TRIBERG (whg) Matthew Bengtson was one of the performers at the first chamber
music festival organized by the La Gesse Foundation in 2007. This year he has decided upon a towering all-Bach program.
The program begins with the sounds of seven Preludes and their Fugues, in seven different keys, from the first
part of the Well-Tempered Clavier. From the very first measures, we understand that Bengtson sees the pieces not
as exercises - “for the use of the studious musical youth,” as Bach himself introduced the work - but as music with
which to entertain and enchant his audience. The Preludes and Fugues come with a slight swing and the faintest
trace of forward momentum, as if they were not composed for a harpsichord but specifically for this grand piano -
and Bengtson does not hesitate to make use of the pedals. Nor does he restrict himself to the harpsichord’s five
octaves: repeatedly, he displays the full eight octaves of his Bösendorfer concert grand. Bach has strewn this music
with cliffs to increase its difficulty, and Bengtson impresses with the ease and precision with which he navigates them.

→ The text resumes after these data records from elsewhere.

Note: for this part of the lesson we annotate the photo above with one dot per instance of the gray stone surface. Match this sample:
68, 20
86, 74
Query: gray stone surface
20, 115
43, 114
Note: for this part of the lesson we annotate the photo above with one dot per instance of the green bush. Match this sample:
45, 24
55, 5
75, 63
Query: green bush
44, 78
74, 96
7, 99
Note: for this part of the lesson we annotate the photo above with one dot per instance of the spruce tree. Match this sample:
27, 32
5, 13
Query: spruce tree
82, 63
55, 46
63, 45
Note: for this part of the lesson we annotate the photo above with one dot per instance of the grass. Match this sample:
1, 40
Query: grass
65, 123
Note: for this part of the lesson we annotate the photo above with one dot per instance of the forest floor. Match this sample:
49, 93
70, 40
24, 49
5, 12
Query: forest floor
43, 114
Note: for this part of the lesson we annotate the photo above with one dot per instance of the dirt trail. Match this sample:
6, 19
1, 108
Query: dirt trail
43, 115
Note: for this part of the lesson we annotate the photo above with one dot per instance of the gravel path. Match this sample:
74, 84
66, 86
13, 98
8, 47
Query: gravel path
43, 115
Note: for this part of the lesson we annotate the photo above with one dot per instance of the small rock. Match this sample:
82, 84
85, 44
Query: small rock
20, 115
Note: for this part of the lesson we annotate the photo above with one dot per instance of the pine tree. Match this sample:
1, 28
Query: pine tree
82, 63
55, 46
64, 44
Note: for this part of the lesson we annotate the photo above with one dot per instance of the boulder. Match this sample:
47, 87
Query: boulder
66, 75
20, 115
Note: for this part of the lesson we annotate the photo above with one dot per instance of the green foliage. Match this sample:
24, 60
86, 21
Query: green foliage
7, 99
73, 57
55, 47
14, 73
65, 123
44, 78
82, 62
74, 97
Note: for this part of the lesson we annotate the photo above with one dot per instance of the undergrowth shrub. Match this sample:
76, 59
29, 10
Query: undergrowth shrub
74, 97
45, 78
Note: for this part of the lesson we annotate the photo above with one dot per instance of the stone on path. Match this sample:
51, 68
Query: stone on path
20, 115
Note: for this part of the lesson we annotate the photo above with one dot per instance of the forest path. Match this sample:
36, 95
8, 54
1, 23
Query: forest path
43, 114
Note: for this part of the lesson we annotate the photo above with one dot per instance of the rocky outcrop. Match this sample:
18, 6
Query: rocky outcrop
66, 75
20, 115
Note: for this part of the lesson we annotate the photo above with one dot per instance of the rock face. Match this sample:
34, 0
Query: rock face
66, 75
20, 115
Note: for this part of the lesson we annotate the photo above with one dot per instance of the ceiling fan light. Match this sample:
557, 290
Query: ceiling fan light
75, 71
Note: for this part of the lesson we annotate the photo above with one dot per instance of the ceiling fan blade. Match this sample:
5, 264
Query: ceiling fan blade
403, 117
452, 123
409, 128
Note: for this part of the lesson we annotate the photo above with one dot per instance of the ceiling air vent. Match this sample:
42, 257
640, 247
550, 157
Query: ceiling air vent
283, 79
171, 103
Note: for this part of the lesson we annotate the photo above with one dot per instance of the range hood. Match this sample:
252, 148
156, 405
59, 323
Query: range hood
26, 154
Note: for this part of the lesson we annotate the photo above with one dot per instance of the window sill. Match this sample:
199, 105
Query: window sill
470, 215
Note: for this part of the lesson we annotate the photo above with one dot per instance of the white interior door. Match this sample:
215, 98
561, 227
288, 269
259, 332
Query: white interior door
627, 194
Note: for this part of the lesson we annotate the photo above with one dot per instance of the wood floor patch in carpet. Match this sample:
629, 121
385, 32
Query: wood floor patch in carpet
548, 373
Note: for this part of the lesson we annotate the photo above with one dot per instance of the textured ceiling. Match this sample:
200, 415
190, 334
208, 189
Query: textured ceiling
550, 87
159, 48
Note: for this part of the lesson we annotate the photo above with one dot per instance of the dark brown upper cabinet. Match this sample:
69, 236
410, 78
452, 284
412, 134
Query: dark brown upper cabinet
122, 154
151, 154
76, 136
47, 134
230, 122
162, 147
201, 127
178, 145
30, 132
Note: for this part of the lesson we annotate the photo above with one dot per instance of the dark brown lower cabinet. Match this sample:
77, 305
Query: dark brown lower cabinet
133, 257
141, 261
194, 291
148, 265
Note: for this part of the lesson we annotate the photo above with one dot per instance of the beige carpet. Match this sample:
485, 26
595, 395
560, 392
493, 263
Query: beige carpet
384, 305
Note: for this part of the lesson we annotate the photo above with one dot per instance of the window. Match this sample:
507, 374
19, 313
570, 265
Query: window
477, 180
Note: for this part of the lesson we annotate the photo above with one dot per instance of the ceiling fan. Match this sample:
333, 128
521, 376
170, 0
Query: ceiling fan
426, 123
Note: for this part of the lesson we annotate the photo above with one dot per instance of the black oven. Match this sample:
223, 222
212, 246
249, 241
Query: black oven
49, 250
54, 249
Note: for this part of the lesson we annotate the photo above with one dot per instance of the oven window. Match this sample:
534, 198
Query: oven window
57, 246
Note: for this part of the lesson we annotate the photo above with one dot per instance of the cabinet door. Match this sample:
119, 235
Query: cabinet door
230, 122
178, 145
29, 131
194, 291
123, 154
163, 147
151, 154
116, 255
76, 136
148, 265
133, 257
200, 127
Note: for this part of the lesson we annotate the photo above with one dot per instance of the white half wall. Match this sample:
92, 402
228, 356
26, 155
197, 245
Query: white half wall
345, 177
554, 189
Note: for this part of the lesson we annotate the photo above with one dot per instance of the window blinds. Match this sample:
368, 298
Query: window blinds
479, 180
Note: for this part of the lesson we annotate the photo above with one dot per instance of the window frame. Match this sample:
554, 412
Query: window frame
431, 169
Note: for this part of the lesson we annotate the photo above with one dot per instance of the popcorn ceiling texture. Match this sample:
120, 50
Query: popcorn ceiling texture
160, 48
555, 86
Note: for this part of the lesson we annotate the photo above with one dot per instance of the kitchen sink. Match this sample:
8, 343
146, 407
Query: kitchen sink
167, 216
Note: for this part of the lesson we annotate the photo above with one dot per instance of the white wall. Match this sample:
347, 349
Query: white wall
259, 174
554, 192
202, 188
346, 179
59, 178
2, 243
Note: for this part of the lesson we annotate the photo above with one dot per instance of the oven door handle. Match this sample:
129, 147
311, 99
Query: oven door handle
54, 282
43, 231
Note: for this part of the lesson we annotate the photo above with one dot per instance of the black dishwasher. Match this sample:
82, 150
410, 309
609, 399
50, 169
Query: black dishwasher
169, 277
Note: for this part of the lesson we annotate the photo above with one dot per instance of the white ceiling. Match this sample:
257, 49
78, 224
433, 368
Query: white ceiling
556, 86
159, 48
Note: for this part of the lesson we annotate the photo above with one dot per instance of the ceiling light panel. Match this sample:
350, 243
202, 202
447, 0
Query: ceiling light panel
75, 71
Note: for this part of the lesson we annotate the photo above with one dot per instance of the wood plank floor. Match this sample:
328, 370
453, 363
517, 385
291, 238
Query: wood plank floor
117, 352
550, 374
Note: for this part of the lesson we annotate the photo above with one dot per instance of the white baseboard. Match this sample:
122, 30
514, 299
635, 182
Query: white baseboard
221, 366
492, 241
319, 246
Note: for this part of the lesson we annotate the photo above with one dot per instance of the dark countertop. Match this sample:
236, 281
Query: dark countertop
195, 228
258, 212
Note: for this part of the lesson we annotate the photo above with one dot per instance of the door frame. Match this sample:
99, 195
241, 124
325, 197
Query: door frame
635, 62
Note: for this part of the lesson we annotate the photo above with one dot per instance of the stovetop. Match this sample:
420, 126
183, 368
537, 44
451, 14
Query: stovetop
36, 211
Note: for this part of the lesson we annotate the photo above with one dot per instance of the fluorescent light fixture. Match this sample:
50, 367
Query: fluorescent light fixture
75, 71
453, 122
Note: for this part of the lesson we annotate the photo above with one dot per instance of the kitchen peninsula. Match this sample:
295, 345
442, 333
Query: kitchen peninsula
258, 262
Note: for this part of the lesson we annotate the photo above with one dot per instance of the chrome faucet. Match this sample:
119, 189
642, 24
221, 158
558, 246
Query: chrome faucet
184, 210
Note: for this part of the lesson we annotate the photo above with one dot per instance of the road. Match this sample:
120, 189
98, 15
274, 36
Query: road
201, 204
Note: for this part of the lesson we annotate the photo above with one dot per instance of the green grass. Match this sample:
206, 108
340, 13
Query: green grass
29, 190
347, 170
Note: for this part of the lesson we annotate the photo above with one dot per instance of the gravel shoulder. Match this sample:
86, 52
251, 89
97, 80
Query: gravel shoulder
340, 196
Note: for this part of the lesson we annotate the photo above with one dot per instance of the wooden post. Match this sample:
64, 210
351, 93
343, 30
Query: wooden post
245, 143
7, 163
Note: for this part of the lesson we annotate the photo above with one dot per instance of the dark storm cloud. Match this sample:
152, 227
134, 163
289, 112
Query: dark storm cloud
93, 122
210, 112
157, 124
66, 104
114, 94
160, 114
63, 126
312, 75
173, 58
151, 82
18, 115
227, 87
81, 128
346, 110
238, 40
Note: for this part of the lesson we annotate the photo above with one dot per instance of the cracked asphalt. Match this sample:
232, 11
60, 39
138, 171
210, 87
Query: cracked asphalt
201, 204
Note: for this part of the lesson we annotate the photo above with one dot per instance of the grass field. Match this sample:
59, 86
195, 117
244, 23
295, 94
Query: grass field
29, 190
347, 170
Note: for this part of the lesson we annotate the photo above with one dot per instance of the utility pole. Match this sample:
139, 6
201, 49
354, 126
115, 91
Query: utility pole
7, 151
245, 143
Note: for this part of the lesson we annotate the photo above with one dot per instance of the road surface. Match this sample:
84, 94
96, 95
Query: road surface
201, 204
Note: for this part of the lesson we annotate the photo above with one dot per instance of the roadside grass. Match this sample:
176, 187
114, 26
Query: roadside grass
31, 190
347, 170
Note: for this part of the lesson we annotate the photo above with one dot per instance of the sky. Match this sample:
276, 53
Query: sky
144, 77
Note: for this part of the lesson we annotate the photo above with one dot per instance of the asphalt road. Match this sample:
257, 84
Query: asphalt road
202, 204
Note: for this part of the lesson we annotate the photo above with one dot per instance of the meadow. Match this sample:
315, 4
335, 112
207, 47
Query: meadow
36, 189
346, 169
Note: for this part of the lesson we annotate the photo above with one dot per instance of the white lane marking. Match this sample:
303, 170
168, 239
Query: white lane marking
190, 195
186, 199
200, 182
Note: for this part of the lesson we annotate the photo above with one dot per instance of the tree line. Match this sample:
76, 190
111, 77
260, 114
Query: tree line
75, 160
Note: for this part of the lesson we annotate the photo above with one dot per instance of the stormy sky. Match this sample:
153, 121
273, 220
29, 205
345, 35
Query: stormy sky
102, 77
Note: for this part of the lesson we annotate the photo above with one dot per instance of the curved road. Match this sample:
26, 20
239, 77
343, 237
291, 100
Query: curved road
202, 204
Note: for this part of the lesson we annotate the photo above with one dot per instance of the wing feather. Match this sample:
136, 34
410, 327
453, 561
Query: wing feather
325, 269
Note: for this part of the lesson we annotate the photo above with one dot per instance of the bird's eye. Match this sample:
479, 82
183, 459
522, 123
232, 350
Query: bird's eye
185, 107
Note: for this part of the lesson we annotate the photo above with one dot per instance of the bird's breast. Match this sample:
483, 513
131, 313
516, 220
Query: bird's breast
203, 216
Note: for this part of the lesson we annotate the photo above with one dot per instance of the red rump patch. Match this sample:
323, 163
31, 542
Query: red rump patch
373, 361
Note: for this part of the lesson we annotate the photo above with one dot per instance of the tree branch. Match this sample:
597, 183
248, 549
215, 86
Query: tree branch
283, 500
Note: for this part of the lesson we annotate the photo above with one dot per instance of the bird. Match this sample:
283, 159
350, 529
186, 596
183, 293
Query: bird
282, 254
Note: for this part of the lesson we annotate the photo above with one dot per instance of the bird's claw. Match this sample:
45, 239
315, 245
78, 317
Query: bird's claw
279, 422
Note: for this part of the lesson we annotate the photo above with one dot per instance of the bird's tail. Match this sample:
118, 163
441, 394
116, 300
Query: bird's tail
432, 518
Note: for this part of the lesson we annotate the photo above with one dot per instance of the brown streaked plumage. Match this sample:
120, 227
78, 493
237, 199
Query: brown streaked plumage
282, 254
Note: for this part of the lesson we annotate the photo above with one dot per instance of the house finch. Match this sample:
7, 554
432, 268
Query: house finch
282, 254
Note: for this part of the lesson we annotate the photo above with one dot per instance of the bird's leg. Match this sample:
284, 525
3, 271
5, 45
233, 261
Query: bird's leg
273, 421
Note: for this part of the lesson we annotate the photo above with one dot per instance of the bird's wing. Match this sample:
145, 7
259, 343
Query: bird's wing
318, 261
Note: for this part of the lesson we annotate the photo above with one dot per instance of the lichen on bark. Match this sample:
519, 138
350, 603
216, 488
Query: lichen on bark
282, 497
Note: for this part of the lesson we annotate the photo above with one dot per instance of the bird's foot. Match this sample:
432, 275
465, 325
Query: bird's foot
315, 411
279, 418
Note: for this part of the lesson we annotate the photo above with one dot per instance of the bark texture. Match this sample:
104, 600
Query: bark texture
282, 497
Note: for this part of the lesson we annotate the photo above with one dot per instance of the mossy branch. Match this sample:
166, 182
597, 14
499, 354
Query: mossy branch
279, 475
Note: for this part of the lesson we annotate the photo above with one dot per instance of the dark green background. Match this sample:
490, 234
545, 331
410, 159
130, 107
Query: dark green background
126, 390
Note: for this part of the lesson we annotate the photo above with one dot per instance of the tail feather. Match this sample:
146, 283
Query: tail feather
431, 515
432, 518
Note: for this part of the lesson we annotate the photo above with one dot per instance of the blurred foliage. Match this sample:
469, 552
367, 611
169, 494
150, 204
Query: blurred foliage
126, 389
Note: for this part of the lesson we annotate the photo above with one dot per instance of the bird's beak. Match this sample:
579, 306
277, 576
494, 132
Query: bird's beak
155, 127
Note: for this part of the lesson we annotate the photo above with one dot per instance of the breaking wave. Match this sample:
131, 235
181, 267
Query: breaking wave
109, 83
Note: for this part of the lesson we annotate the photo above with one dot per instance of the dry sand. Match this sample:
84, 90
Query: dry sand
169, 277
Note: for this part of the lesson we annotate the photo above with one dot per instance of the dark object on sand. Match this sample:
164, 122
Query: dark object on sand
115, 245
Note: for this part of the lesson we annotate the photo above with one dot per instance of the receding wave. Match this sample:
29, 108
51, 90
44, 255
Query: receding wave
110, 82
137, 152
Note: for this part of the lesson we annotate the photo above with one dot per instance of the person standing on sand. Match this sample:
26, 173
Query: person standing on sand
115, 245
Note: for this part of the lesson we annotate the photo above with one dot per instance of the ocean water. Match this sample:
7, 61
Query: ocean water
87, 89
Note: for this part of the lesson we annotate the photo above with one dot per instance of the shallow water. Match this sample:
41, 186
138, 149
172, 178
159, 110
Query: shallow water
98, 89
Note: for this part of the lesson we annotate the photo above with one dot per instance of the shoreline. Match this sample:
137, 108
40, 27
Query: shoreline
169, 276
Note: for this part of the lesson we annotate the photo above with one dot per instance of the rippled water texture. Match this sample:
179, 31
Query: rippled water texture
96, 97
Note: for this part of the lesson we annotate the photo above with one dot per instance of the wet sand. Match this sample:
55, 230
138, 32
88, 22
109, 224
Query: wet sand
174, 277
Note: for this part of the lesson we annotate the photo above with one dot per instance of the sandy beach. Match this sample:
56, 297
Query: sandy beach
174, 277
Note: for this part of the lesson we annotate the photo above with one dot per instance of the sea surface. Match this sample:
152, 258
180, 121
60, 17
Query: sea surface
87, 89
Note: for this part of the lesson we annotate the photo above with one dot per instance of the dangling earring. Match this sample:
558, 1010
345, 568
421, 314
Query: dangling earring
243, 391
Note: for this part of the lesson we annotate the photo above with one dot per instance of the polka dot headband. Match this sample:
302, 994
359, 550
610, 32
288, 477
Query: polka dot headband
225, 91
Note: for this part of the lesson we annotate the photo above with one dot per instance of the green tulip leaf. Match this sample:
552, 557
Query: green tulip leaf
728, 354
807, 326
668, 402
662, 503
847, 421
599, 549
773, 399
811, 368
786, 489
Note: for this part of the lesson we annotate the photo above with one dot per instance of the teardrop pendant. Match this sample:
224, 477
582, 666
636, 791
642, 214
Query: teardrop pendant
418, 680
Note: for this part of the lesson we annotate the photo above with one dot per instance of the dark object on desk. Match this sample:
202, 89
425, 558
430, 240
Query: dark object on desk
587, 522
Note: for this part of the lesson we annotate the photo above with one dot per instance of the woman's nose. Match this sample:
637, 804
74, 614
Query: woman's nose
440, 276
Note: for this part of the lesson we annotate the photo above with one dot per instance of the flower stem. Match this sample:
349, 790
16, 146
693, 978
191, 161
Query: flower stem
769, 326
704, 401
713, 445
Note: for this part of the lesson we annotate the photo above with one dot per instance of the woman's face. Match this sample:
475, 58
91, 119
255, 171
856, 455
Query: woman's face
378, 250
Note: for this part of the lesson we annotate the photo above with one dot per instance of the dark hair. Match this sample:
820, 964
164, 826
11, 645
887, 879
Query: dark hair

The audience is unfortunately not as large as on the previous evening, but the second part of the recital
offers the music lovers present a moment of true glory. Here, the extraordinarily versatile Bengtson -
he considers Alexander Scriabin and Scymanowski [sic.] his musical favorites, has been interested in jazz
improvisation for years, and studied math at Harvard - addresses the Goldberg Variations with a facility
that is rarely achieved even in the canonic reference recordings. The opening Aria, played in moderate
tempo but nevertheless with swing, immediately shows his great interest in this music and its interpretation.
Variations 5 and 15, which even on the harpsichord are only playable with crossed hands, are presented with
an astonishingly relaxed precision; the appoggiaturas in the fast minor-key variations sound like thrown-in
“clusters.” His faultless playing, at tempi that are sometimes extreme, and with an exactness in his
interpretation that is very rarely heard, make us forget that all this is also a major technical feat.
The way he “changes manuals” - by repeatedly moving up an octave into the clear
and soft treble of the Bösendorfer grand, or by interjecting doubled octaves in the bass - is marvelous.
At the conclusion of the “Aria da Capo Fine,” the listeners are so enthralled by they have just have heard
that they finally burst into applause only when Matthew Bengtson finally rises from the piano. He feels, too,
that it has been a very special kind of evening; and contrary to his usual custom,
he plays more works by Johann Sebastian Bach as an encore.